L'ancien Président du Burkina Faso, Paul Henri Sandaogo Damiba et ses gardes de corps.
Dans une vidéo diffusée par la RTB le 6 janvier 2026, El hadj Madi Sakandé, commerçant, a livré un récit détaillé d’une tentative présumée de coup d’État qui implique l’ancien Président Paul-Henri Sandaogo Damiba et des intermédiaires civils et militaires.
Par Nounpèthé Kambou
El hadj Madi Sakandé affirme avoir rencontré Damiba une première fois en 2023, puis à nouveau en 2025. Lors de cette seconde rencontre, l’ancien chef de l’État, lui aurait confié son intention de reprendre le pouvoir. Il lui aurait demandé d’identifier des soutiens capables de l’aider.
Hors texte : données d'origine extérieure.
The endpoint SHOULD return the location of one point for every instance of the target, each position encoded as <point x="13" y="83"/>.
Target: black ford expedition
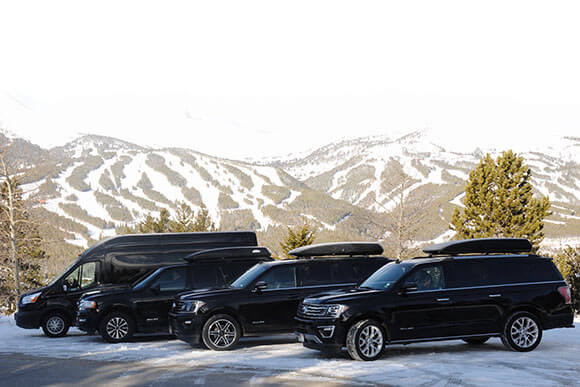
<point x="264" y="299"/>
<point x="455" y="293"/>
<point x="143" y="307"/>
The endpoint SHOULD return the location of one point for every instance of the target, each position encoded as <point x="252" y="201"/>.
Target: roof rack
<point x="230" y="253"/>
<point x="481" y="246"/>
<point x="339" y="248"/>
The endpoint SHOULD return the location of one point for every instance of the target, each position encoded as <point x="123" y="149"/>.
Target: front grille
<point x="178" y="306"/>
<point x="312" y="311"/>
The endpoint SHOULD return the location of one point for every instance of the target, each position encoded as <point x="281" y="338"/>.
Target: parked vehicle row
<point x="214" y="288"/>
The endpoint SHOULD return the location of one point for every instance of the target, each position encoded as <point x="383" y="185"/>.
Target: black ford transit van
<point x="469" y="290"/>
<point x="144" y="307"/>
<point x="114" y="262"/>
<point x="264" y="299"/>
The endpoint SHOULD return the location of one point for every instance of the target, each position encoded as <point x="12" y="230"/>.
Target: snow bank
<point x="554" y="362"/>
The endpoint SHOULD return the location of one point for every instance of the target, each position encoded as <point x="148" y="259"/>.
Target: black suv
<point x="264" y="299"/>
<point x="143" y="307"/>
<point x="455" y="293"/>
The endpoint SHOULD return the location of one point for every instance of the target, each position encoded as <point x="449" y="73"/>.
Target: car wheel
<point x="365" y="340"/>
<point x="476" y="340"/>
<point x="221" y="332"/>
<point x="55" y="324"/>
<point x="116" y="327"/>
<point x="522" y="332"/>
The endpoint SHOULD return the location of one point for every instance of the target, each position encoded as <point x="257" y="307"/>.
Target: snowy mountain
<point x="349" y="189"/>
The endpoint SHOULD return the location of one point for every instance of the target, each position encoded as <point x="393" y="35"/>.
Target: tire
<point x="365" y="340"/>
<point x="116" y="327"/>
<point x="221" y="332"/>
<point x="522" y="332"/>
<point x="55" y="324"/>
<point x="476" y="340"/>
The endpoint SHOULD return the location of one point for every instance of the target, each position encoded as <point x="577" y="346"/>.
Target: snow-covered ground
<point x="553" y="363"/>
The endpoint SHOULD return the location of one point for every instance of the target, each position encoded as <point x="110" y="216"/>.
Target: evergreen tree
<point x="299" y="236"/>
<point x="21" y="254"/>
<point x="499" y="202"/>
<point x="568" y="262"/>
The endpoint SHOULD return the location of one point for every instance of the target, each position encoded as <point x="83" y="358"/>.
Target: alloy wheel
<point x="55" y="325"/>
<point x="117" y="328"/>
<point x="370" y="341"/>
<point x="524" y="332"/>
<point x="222" y="333"/>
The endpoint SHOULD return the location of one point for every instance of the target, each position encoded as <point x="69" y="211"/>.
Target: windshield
<point x="386" y="276"/>
<point x="249" y="276"/>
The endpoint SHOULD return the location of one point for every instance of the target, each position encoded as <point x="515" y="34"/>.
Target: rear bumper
<point x="28" y="319"/>
<point x="323" y="335"/>
<point x="561" y="319"/>
<point x="186" y="327"/>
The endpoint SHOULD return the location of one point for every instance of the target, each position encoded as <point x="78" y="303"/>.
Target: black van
<point x="264" y="299"/>
<point x="144" y="307"/>
<point x="455" y="293"/>
<point x="113" y="262"/>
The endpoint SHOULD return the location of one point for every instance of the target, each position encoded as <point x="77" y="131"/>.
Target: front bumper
<point x="28" y="319"/>
<point x="324" y="335"/>
<point x="87" y="320"/>
<point x="186" y="327"/>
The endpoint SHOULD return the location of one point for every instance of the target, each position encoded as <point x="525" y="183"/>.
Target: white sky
<point x="248" y="78"/>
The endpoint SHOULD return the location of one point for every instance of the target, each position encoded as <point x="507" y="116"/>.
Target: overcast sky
<point x="247" y="78"/>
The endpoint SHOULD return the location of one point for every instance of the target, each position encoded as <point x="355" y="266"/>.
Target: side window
<point x="281" y="277"/>
<point x="315" y="273"/>
<point x="72" y="281"/>
<point x="82" y="277"/>
<point x="88" y="275"/>
<point x="427" y="278"/>
<point x="207" y="276"/>
<point x="171" y="279"/>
Madi Sakandé dit s’être alors tourné vers El hadj Wimèga Ali, commerçant à Ziniaré. Ce dernier lui aurait parlé de son petit-fils, Salif, présenté comme proche du Président du Faso. Salif aurait été décrit comme disposé à participer à des actions de déstabilisation.
Un contact est établi. Une rencontre a lieu entre Madi Sakandé et Salif. D’après le commerçant, Salif se serait dit prêt à agir et lui aurait demandé de joindre Damiba.
L’appel est passé. Salif aurait alors affirmé pouvoir assassiner le Président Ibrahim Traoré et poser des explosifs sur des sites fréquentés par des chefs militaires à Ouaga 2000.

Toujours selon Madi Sakandé, un financement de 70 millions de FCFA aurait été évoqué. Il affirme s’être rendu en Côte d’Ivoire pour récupérer la somme. Sur instruction de Damiba, l’argent devait être partagé entre cinq personnes.
La remise d’une partie des fonds aurait eu lieu à la gare TSR. Madi Sakandé dit avoir distribué 40 millions de FCFA à trois personnes, deux femmes et un homme, sans échange verbal.
Peu après, alors qu’il se trouvait à Ziniaré avec Wimèga Ali, les forces de sécurité seraient intervenues. Madi Sakandé affirme que Salif était arrivé auparavant avec un véhicule contenant des armes.
Dans sa déclaration, le commerçant reconnaît sa faute et demande pardon. Il affirme regretter s’être engagé dans cette mésaventure.